While I found Imogen to be endearing, at times I was completely fed up with her lack of self-preservation and that no matter how much she was pushed and bullied by Eve, she wouldn’t stand up for herself. While reading, I was raging in my head about all of the things that she should be saying instead!

The Knockoff: A Novel isn’t my favorite story, but it gives an interesting and funny view of society as we depend more and more on technology.

The Wrath and the Dawn by Renee Ahdieh

The Wrath and the DawnI didn’t realize that The Wrath and the Dawn by Renee Ahdieh is the first book of a series so I was very confused when I was winding down to the final pages and the story wasn’t wrapping up. Upon finishing the book, and reading a very frustrating finish, I freaked out, shouting to my roommate about the irritating ending. What a cliffhanger of an ending it was and now I can’t wait to read the next one. Ahdieh totally hooked me and the sequel doesn’t come out until May of 2016! Let the waiting begin…

I wasn’t sure about The Wrath and the Dawn at first. Do you ever read a book and get so sucked into the smoothly constructed writing that you forget you’re reading? This story wasn’t one of those for me. BUT, and that’s a big but, I really enjoyed the book anyway and was completely enthralled by the ongoing relationship between Shahrzad and the boy king Khalid. A conflicting relationship of hate and passion, honesty and secrets, it’s definitely intriguing.

This story begins with the marriage between Shahrzad and Khalid. A mysterious young man, the king has been marrying a new bride each day and has had them each executed at dawn of the following morning. After a dear friend marries, and dies, at the command of the king, Shahrzad volunteers to marry him. Defying all odds she lives through the first dawn and vows to get revenge for her lost friend. The closer she gets to Khalid, the more conflicted her mission becomes…

Ahdieh’s debut novel is a good one, and with themes from Arabian Nights and Aladdin, there are elements of fantasy as well.
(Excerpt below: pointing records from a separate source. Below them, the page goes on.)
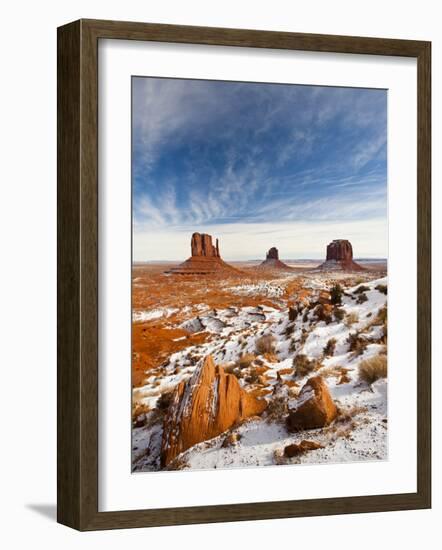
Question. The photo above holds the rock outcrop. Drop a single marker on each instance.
(272, 261)
(205, 406)
(201, 245)
(205, 258)
(340, 257)
(314, 407)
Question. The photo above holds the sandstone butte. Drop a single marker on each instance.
(205, 406)
(315, 407)
(340, 257)
(272, 261)
(205, 258)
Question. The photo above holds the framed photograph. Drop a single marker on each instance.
(243, 275)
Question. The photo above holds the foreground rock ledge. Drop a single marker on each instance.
(315, 407)
(208, 404)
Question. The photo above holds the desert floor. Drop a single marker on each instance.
(177, 321)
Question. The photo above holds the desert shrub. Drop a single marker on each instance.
(356, 343)
(245, 360)
(360, 289)
(329, 348)
(293, 313)
(277, 408)
(139, 412)
(304, 336)
(289, 329)
(164, 400)
(373, 369)
(351, 318)
(381, 288)
(303, 365)
(230, 368)
(339, 313)
(336, 294)
(381, 317)
(293, 345)
(322, 314)
(361, 298)
(253, 376)
(265, 344)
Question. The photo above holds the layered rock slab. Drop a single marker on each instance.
(205, 406)
(314, 408)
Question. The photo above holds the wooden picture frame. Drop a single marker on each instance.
(78, 274)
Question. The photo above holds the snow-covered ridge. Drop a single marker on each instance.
(234, 332)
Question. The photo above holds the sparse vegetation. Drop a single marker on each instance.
(293, 313)
(164, 401)
(289, 329)
(356, 343)
(360, 289)
(339, 313)
(329, 348)
(381, 288)
(381, 317)
(265, 344)
(277, 408)
(245, 360)
(253, 376)
(351, 319)
(303, 365)
(323, 314)
(373, 369)
(336, 294)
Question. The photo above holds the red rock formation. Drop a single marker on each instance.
(201, 245)
(272, 254)
(340, 257)
(205, 258)
(205, 406)
(272, 261)
(315, 407)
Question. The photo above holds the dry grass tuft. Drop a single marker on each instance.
(329, 348)
(356, 343)
(351, 319)
(265, 344)
(277, 409)
(303, 365)
(245, 360)
(373, 369)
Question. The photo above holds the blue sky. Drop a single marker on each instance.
(257, 165)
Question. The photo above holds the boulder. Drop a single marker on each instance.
(296, 449)
(314, 407)
(205, 406)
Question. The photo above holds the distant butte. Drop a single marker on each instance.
(340, 257)
(272, 261)
(205, 258)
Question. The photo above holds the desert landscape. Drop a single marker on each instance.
(258, 363)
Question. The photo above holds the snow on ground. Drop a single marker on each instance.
(150, 315)
(234, 332)
(263, 288)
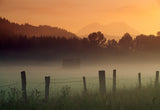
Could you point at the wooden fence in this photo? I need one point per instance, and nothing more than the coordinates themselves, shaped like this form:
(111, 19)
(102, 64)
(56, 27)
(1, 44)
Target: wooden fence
(102, 83)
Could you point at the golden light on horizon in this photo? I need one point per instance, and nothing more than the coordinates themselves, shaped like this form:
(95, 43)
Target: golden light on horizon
(143, 15)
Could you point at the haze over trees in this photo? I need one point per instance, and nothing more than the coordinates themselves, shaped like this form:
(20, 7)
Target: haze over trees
(45, 47)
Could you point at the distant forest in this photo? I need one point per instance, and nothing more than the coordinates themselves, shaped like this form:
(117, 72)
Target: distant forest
(18, 46)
A Song of Ice and Fire by George R. R. Martin

A Song of Ice and FireThese books are dense, filled with many characters and crossing story lines, but I’m totally hooked. A Song of Ice and Fire (known some by as the A Game of Thrones series) by George R.R. Martin is one of my favorites. I’ll be honest; while reading the first book I wasn’t sure I wanted to continue. The size and complexity can be daunting and I had a hard time keeping up with the range of characters and how quickly the scenes switched between each, but as I’ve gotten more involved in the story, the more I enjoy it.

Martin has done an excellent job of creating a range of characters that readers love and hate, because a good story must have both. His complex plot twists completely blow me away and I find my jaw dropping at the way he can ruthlessly kill off characters without warning.

I have my favorites (Tyrion Lannister, Jon Snow, and Daenerys Targaryen) and on the other hand, the characters that I can’t stand including Cersei and Joffrey Lannister along with the sketchy Petyr Baelish.

Taking a turn away from the books, I also watch the TV series A Game of Thrones. While I prefer the books and the depth with which they go into, I do think that the show has done a good job bringing the story alive and spreading it to a wider audience.

If you have a chance to start A Song of Ice and Fire, I really recommend it. Even though it might not seem like it, the story moves beyond the confusion and definitely gets into the good stuff! When I read, and enjoy, a book over 1000 pages, you know it must be good!